Die erste lange Nacht der aufgeschobenen Hausarbeiten in der Universitätsbibliothek
Morgen, morgen, nur nicht heute….“ – diesen Spruch kennt jeder Student. Die Zeit fehlt immer, um eine Hausarbeit, ein Referat oder eine Übersetzung rechtzeitig fertig zu kriegen. Andere Veranstaltungen, Jobs, Sport und Partys – außerdem ist die Bibliothek unter der Woche doch „nur“ bis 24 Uhr und am Wochenende bis 22 Uhr geöffnet! Viele kommen um diese Uhrzeiten erst zum Lernen… Und was, wenn deine Universität dir entgegenkommt und einmal extra lang die Bibliothek offen lässt?
von Aygul Rakhimkulova
In der Nacht vom 1. auf den 2. März 2012 hat zum ersten Mal das Projekt des Schreibzentrums „Die lange Nacht der aufgeschobenen Hausarbeiten“ in der Universitätsbibliothek stattgefunden. Das bedeutete für die Studenten, dass sie die Möglichkeit hatten, bis sechs Uhr morgens in der Bibliothek zu arbeiten. Ob es um die Bücherausleihe oder Beratungen ging, jeder Studierende konnte Hilfe bekommen.
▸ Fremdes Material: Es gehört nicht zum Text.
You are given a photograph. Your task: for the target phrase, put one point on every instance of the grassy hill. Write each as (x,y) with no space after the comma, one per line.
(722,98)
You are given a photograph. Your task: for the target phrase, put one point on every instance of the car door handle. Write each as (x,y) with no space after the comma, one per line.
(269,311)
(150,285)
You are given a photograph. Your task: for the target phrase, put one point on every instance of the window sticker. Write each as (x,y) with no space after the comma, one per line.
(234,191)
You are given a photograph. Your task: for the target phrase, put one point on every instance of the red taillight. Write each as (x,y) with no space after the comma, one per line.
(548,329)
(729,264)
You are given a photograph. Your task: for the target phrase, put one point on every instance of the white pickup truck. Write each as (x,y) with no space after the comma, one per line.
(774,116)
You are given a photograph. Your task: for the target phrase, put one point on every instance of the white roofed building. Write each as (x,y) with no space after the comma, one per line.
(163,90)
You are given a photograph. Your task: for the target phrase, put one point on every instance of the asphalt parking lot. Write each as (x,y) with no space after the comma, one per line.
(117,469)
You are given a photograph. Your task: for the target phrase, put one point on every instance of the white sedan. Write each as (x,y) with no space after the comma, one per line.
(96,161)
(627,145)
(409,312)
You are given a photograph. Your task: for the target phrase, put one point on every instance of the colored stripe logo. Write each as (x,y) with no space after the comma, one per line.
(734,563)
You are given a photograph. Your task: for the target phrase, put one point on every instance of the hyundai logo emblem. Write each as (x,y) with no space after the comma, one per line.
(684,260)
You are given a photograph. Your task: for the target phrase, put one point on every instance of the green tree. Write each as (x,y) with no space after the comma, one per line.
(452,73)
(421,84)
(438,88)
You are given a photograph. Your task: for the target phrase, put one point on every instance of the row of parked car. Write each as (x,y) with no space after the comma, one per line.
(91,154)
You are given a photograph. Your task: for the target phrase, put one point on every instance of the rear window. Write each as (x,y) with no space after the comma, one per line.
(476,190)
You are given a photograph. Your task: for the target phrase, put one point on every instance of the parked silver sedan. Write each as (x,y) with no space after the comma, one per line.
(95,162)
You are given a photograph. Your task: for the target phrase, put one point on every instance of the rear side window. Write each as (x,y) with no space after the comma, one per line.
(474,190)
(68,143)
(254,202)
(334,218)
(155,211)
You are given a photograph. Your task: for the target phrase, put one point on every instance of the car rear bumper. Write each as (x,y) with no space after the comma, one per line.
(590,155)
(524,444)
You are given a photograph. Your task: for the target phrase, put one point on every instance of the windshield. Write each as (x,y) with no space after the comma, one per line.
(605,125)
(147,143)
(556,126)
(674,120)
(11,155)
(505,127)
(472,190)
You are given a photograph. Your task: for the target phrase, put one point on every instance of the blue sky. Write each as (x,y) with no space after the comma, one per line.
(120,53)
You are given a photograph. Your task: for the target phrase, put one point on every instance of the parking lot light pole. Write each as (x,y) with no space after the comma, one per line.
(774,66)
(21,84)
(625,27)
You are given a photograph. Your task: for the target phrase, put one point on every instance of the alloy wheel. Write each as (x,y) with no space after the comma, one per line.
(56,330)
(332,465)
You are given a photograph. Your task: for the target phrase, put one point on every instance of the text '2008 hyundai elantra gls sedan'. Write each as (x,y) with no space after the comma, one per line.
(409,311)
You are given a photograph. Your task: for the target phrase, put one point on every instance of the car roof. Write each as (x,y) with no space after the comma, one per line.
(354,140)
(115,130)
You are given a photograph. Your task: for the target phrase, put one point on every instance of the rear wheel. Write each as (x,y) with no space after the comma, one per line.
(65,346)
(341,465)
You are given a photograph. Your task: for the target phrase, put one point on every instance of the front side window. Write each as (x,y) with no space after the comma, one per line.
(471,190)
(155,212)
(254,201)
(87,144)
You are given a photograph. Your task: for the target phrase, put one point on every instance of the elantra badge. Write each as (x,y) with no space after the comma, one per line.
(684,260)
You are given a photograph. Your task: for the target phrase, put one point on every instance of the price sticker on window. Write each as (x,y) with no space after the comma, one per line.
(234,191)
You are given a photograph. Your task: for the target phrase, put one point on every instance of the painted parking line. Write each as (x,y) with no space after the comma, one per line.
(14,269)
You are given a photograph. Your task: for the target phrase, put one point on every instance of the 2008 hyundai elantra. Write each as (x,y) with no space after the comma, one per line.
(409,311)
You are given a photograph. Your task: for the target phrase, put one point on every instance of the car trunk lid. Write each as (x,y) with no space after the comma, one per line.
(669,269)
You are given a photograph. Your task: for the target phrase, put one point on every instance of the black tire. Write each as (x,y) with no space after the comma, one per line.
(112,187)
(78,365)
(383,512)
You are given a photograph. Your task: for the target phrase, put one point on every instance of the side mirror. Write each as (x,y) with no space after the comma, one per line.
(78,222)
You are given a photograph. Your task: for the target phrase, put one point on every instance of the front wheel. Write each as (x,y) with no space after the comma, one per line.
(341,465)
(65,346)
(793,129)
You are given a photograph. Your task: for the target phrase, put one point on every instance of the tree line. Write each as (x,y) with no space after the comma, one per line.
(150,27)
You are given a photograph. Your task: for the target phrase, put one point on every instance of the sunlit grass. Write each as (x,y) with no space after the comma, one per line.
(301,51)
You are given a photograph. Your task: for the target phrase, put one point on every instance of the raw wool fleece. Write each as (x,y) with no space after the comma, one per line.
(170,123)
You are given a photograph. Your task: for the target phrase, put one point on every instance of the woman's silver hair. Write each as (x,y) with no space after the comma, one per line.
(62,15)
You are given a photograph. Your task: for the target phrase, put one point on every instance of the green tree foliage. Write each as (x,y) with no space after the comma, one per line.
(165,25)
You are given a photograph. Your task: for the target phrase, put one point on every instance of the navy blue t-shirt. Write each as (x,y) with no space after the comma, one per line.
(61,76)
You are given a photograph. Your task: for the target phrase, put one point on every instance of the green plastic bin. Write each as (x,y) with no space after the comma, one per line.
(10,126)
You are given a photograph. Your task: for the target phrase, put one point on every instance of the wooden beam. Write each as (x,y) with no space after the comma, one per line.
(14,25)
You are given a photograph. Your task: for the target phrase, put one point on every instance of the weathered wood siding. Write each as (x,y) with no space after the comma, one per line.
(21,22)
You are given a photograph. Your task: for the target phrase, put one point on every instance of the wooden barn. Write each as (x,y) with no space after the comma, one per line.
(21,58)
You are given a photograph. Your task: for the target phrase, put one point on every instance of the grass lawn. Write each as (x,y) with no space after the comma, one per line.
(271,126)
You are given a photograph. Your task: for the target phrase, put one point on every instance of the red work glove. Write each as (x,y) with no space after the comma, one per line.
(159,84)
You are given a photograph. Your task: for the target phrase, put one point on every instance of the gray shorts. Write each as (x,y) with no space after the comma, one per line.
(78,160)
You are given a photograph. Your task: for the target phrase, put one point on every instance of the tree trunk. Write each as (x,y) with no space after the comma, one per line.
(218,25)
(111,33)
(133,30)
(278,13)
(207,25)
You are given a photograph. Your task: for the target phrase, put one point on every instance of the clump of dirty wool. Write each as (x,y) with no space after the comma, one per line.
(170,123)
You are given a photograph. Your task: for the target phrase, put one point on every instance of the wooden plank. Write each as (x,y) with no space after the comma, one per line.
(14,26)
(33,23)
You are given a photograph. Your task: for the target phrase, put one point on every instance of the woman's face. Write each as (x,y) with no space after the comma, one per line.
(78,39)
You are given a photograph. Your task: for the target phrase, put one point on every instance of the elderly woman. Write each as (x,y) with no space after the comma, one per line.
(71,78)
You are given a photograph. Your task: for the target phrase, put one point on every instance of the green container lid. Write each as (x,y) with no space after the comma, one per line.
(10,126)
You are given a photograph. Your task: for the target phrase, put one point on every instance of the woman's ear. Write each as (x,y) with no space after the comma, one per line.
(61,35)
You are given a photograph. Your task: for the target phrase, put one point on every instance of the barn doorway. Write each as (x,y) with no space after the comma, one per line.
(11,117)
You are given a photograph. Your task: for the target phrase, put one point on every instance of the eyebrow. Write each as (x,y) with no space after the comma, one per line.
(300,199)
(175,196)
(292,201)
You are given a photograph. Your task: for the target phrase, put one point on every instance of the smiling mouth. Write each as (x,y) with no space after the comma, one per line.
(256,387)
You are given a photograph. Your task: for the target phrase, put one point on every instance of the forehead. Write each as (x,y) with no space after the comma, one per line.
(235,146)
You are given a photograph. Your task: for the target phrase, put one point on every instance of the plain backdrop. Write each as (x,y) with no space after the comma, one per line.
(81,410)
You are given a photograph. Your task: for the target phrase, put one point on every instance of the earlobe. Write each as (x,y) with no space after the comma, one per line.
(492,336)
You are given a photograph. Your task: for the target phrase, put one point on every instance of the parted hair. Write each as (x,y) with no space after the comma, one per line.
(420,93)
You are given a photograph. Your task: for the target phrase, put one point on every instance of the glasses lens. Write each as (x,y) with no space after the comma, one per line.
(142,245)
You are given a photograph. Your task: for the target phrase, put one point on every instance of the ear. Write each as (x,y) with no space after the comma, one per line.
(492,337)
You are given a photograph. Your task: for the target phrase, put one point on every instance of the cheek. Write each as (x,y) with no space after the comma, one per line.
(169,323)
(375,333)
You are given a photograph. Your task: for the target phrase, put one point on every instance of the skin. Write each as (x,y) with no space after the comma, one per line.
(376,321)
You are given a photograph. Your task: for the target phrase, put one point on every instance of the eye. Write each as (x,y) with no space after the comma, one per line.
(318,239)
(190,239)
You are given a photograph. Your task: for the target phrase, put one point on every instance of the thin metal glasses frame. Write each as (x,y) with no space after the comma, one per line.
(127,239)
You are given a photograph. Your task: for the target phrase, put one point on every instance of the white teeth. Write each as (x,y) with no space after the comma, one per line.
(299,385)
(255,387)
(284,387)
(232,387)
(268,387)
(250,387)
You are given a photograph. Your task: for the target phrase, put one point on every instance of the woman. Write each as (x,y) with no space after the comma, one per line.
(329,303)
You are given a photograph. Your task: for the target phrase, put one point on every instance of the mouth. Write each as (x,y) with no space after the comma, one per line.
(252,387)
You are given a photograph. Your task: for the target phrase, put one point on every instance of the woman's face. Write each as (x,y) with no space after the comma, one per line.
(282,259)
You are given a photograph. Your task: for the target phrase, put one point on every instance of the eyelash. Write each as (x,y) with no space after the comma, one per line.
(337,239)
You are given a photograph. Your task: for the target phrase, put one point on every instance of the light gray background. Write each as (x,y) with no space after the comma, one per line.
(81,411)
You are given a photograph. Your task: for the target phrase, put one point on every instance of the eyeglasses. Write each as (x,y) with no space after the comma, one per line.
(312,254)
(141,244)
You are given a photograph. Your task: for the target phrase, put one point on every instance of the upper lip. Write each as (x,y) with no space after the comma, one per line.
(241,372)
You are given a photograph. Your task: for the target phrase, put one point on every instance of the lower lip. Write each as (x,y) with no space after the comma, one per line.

Viele hatten ihre Decken und Kissen mitgebracht. Um 18 Uhr war die Bibliothek ganz voll, denn nicht jede Woche gibt es solche Aktionen! Außer Beratungen von Tutoren aus vielen Fächern gab es auch etwas für die Seele: Massagen, Yoga und andere Entspannungsübungen. Die Cafeteria war natürlich auch länger geöffnet; man braucht doch eine Stärkung zwischendurch, wenn man viel lernt.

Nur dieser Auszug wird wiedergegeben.